When I pulled them from the oven for about the fourth time I said to my husband that I didn’t think they’d worked.  They were so soft on top when I prodded them. (I’m not sure prodding is a proper cooking technique but that’s what I did).  Half an hour cooling later they had transformed themselves in to a chewy, soft centred cookie with just the right amount of crunch and crumble that yields to the first bite.  This is great recipe from Cookie and Kate.  I love the mix of ground almonds and coconut flour.  They are also egg free so can easily be made vegan.  I’m trying to experiment more with coconut flour.  A little goes a long way and there have been a few failures to date but I’m happy to say this one was a resounding success.

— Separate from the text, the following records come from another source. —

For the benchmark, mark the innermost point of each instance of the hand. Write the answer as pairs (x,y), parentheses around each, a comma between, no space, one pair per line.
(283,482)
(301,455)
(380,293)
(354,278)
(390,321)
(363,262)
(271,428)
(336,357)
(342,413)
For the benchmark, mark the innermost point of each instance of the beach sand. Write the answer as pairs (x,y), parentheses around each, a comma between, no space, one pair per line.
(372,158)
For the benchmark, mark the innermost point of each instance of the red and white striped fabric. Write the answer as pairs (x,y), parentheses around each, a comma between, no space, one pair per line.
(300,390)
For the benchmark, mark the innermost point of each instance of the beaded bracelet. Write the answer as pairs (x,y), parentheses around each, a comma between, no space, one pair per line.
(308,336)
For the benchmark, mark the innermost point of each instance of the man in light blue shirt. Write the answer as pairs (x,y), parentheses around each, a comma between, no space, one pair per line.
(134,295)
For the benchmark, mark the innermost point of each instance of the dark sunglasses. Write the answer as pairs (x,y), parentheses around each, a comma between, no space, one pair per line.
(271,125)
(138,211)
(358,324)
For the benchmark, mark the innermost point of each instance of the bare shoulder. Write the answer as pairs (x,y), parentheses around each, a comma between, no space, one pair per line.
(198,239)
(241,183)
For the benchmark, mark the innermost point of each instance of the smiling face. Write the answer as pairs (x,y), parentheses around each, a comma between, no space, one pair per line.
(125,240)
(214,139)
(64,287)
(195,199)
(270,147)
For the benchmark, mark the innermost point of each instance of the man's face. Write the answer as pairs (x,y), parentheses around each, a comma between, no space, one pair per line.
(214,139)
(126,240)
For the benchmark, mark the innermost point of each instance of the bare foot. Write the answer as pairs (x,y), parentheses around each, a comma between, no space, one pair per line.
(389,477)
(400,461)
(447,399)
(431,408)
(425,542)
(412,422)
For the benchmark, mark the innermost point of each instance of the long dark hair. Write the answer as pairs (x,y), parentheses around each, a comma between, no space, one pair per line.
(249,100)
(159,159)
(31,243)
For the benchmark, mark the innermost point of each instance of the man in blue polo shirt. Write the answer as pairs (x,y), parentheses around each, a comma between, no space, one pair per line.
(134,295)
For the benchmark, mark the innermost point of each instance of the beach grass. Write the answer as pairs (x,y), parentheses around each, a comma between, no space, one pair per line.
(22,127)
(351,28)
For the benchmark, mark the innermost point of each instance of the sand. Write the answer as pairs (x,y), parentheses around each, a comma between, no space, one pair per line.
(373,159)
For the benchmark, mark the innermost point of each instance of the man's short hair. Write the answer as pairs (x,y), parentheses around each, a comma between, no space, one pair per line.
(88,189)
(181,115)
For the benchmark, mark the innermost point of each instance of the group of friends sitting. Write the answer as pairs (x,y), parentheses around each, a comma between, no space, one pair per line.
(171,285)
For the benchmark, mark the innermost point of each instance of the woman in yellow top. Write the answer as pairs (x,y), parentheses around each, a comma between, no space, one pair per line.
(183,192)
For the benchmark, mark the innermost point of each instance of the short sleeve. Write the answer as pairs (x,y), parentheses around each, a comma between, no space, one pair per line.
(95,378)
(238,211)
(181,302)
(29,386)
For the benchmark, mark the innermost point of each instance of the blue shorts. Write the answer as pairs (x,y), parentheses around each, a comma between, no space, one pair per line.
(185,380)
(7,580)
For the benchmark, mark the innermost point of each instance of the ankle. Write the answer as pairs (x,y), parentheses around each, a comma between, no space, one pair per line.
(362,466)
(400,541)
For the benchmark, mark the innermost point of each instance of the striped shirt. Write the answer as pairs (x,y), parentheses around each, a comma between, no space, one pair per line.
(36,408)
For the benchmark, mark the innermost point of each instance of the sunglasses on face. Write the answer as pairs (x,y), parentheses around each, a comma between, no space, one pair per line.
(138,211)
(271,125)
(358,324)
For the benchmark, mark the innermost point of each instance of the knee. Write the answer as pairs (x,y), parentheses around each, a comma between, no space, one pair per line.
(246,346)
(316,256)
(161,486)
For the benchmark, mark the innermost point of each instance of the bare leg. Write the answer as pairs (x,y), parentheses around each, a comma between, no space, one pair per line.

The recipe was in cups which for me is always a little tricky to adapt to weight.  I can only tell you what I did and that it worked for me.  Instead of using just chocolate I threw in some cacao nibs for a little healthy substitute and some dried cranberries for added chewiness.  The balance was perfect but if you prefer full on chocolate cookies then go with that all the way.  I think I’ll be making more this weekend.  I miss them already.
Recipe adapted from Cookie and Kate *the original recipe makes 24 small cookies but I only got 16 out of my dough which also meant they took a little longer to cook.
75g / 3oz (¾ cup) ground almonds
25g / 1oz (1/4 cup) coconut flour
1 teaspoon bicarbonate of soda
½ teaspoon fine grain sea salt
¼ teaspoon cinnamon
100ml (1/2 cup) butter or coconut oil (I ended up doing 75ml butter and 25ml coconut oil because I didn’t have enough of either)
100ml (1/2 cup) maple syrup
1 teaspoon vanilla extract
50g / 2oz dark chocolate broken up in to small chunks (I used 70% cocoa solids)
50g / 2oz cacao nibs
50g / 20z dried cranberries
Preheat the oven to Gas Mark 4, 180°C, 350°F.  Line a baking sheet with parchment. 
In a bowl mix together the flours, bicarbonate of soda, salt and cinnamon.  Pour in the melted butter or coconut oil, maple syrup and vanilla extract.  Combine well with the flour mixture and then add the chocolate, cacao nibs and dried cranberries.  Place the bowl of dough in the fridge to chill for ten minutes.  (This allows the coconut flour to absorb some of the moisture).  Scoop a tablespoon of dough for each cookie onto the baking sheet allowing space between each cookie.
Bake for 11 to 15 minutes until golden brown.  Mine needed about 20 minutes in the end.